Una vez en paz con Dios, Colón emprendió camino a Barcelona para recibir de los reyes los agasajos, gobiernos, virreinatos y títulos prometidos. Se los dieron, pero conste que él continuó empeñado en que había llegado a China.

Descubierta la isla de Pascua

El 5 de abril de 1722 cayó en domingo, en Domingo de Resurrección, y aquel día, por primera vez un europeo puso los ojos en una isla perdida en mitad del Pacífico. Era inhóspita y estaba superpoblada por unos señores bronceados cuya principal actividad era erigir esculturas gigantescas de sus ancestros. La isla era rara, muy rara, pero, incluso así, el marino holandés Jakob Roggeveen se la quedó. ¿Y cómo se bautiza a una isla descubierta un Domingo de Resurrección? Pues no hay que darle muchas vueltas. Isla de Pascua.

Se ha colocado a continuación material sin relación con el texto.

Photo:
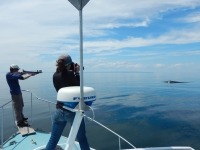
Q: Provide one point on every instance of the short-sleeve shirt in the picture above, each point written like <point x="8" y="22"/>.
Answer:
<point x="13" y="82"/>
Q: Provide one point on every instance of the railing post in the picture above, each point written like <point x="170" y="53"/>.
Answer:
<point x="2" y="127"/>
<point x="31" y="108"/>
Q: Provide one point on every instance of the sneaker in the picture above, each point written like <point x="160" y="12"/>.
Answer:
<point x="23" y="124"/>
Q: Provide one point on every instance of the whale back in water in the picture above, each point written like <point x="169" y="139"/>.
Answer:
<point x="171" y="81"/>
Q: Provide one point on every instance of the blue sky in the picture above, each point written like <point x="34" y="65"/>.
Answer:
<point x="129" y="35"/>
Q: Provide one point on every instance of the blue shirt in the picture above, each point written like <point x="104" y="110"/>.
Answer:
<point x="13" y="82"/>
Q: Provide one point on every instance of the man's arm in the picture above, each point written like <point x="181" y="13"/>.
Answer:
<point x="26" y="76"/>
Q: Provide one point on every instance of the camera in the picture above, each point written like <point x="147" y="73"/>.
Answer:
<point x="73" y="66"/>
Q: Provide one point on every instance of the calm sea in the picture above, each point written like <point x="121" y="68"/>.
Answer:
<point x="141" y="107"/>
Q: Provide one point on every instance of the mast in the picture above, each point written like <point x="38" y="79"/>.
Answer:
<point x="79" y="4"/>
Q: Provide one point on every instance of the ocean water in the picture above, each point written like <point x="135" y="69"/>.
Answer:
<point x="141" y="107"/>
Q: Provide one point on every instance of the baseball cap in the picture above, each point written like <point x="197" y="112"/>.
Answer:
<point x="14" y="66"/>
<point x="66" y="58"/>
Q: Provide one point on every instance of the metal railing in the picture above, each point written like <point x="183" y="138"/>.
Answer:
<point x="49" y="109"/>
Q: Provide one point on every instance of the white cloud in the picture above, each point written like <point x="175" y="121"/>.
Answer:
<point x="36" y="32"/>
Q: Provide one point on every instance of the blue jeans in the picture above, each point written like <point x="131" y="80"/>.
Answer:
<point x="60" y="120"/>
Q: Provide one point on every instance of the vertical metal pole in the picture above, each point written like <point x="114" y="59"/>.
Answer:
<point x="2" y="128"/>
<point x="81" y="104"/>
<point x="31" y="108"/>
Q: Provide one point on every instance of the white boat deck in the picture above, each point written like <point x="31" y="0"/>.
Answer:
<point x="35" y="141"/>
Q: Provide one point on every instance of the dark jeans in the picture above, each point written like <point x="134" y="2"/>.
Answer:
<point x="18" y="105"/>
<point x="61" y="118"/>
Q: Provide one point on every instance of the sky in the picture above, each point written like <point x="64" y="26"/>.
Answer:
<point x="160" y="36"/>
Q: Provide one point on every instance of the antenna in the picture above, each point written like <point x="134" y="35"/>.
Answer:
<point x="79" y="4"/>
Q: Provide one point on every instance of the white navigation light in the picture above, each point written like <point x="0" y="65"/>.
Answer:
<point x="70" y="96"/>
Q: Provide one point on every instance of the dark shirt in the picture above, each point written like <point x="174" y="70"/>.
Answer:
<point x="65" y="78"/>
<point x="13" y="82"/>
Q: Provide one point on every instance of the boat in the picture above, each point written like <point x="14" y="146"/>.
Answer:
<point x="36" y="140"/>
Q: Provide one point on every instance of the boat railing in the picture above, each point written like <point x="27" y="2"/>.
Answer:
<point x="120" y="138"/>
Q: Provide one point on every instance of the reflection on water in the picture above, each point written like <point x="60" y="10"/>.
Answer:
<point x="138" y="106"/>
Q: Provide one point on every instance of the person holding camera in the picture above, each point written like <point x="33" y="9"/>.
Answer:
<point x="67" y="74"/>
<point x="13" y="78"/>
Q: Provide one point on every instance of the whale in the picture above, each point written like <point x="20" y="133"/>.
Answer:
<point x="171" y="81"/>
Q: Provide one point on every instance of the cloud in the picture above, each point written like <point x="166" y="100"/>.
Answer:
<point x="36" y="32"/>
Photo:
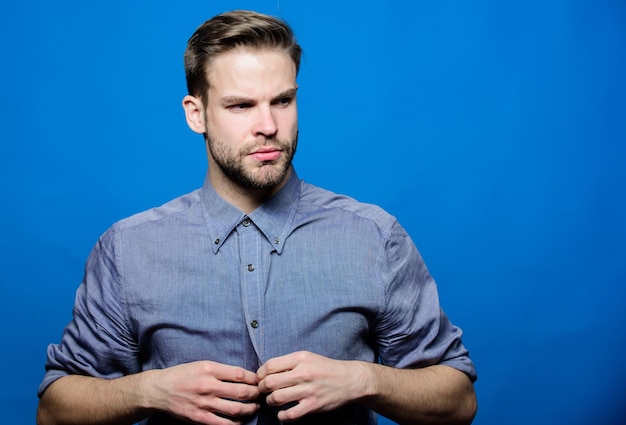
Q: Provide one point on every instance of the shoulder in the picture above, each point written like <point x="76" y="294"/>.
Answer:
<point x="314" y="198"/>
<point x="180" y="209"/>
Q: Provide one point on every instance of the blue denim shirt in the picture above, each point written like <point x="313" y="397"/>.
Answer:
<point x="196" y="279"/>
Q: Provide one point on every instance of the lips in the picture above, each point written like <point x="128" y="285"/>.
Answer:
<point x="266" y="154"/>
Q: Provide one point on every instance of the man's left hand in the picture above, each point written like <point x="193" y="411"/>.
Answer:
<point x="304" y="383"/>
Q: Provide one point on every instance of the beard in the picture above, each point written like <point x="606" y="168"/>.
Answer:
<point x="267" y="175"/>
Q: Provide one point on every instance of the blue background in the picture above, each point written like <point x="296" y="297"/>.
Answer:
<point x="494" y="131"/>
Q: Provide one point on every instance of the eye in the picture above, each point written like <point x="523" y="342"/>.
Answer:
<point x="284" y="101"/>
<point x="239" y="106"/>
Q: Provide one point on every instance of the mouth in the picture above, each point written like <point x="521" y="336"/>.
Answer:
<point x="266" y="154"/>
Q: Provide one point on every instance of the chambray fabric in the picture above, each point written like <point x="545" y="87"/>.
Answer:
<point x="196" y="279"/>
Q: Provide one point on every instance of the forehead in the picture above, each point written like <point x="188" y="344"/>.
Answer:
<point x="246" y="71"/>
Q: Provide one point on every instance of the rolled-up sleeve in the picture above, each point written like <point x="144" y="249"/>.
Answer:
<point x="412" y="330"/>
<point x="97" y="342"/>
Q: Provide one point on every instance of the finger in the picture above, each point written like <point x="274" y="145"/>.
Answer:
<point x="232" y="409"/>
<point x="233" y="373"/>
<point x="278" y="364"/>
<point x="235" y="391"/>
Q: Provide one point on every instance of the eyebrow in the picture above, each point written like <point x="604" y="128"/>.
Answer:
<point x="235" y="100"/>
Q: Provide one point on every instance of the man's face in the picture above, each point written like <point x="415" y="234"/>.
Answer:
<point x="251" y="118"/>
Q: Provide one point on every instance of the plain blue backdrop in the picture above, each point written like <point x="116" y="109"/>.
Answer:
<point x="494" y="131"/>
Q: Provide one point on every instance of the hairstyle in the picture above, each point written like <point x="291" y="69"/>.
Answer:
<point x="228" y="31"/>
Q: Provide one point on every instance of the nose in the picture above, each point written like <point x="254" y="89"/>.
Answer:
<point x="265" y="123"/>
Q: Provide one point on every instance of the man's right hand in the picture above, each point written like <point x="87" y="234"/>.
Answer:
<point x="202" y="392"/>
<point x="205" y="392"/>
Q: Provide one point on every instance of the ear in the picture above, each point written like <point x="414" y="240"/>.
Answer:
<point x="194" y="113"/>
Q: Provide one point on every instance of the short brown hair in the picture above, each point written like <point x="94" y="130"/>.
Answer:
<point x="230" y="30"/>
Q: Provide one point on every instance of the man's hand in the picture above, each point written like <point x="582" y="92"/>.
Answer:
<point x="206" y="392"/>
<point x="309" y="383"/>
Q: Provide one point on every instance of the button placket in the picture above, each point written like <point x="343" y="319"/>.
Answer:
<point x="253" y="251"/>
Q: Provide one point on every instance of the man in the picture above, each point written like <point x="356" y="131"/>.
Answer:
<point x="258" y="298"/>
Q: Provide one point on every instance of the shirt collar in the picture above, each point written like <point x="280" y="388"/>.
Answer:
<point x="274" y="218"/>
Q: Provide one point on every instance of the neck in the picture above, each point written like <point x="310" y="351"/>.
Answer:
<point x="245" y="199"/>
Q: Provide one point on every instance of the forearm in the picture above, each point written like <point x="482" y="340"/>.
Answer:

Al marino Roggeveen le pasó lo que a todos, que iba buscando una cosa y se encontró otra. Era una manía habitual en los descubridores. El intentaba llegar a la Tierra de Davis, un supuesto continente que ni siquiera existía, pero se encontró con una pequeña isla que los vecinos del lugar llamaban Rapa Nui. No es que le apeteciera mucho quedarse, porque aquello estaba de bote en bote. Demasiada gente en tan poco terreno. Es lo que tiene vivir en una isla tan alejada de otra tierra, que no hay otro entretenimiento más que reproducirse y llega un momento en que la isla no da más de sí. Eso pasaba en Rapa Nui, que tenía quince mil habitantes y muchos clanes a la greña, porque todos querían mandar.